What Nance might not have seen yet, is the defense of a corporate-paid family with a quarter-million of income per year — the top three percent! — as just average and not rich enough to pay any more in taxes. I read hundreds of comments about that piece and now I feel much better about the American people and what we understand about what’s really going on here.

Down and Out on $250,000 a Year?

COD’s metafilter comment section re: above

Of course, some aren’t smart enough to see what’s being done and so they defend the poor little rich family. Somewhere Wormwood and Screwtape rub their hands with glee:
“Wormwood and Screwtape live in a peculiarly morally reversed world, where individual benefit and greed are seen as the greatest good . .”
and bring out the next logical step. Poor little rich megacorporations, thwarted in their god-given constitutional right to buy not just elections but whole nations and populations outright, when the market and competitive advantage considerations dictate.

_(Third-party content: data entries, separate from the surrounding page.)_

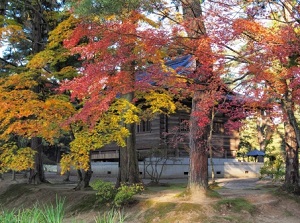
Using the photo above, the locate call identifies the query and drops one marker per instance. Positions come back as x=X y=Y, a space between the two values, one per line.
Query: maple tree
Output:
x=30 y=108
x=120 y=63
x=271 y=57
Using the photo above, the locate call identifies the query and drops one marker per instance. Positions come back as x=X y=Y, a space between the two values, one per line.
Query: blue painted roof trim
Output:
x=181 y=62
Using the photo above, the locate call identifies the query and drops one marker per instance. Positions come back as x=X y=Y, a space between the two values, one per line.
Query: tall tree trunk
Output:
x=84 y=178
x=292 y=142
x=198 y=176
x=128 y=166
x=37 y=174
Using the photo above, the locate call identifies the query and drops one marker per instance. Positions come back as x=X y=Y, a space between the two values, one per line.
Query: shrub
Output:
x=105 y=191
x=125 y=194
x=273 y=169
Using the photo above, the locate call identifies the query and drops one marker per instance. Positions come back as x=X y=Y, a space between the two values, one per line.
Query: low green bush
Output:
x=125 y=194
x=107 y=193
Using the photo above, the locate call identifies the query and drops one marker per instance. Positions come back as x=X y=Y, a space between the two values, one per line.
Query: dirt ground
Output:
x=165 y=204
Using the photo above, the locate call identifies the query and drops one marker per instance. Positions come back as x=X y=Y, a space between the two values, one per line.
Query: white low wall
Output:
x=179 y=168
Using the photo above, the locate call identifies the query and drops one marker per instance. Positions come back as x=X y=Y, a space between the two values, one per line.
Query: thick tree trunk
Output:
x=198 y=175
x=292 y=159
x=292 y=142
x=37 y=174
x=128 y=166
x=84 y=178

Somewhere we might hope the gods laugh and weep and wonder if they can write a better story next time — maybe with better humans? — using what they’ve learned from our miseries.

6 01 2011
JJ

CHRONICLE OF HIGHER EDUCATION (subscription only)
“The Future of Free Speech”
By Tim Wu

Tim Wu is a professor of law at Columbia Law School. His new book, The Master Switch: The Rise and Fall of Information Empires, was just published by Knopf.

The American Constitution was written to control abuses of power, but it didn’t account for the heavy concentration of private power that we see today.

And in the end, power is power, whether in private or public hands.

From JJ’s classic (old!) “What Color is Choice?

It’s time to trim some of the biggest branches thrusting out from private enclaves and obscuring our vision and safe transit along the public’s right-of-way. . .

6 01 2011
JJ

Public and private from JJ’s anthropomorphic animal essays:

Pups and Cubs Learn From Play — not from canine curriculum, prepared by commercial contract with puppy mills and sold to some Dog-Eat-Dog Congress as profitable education.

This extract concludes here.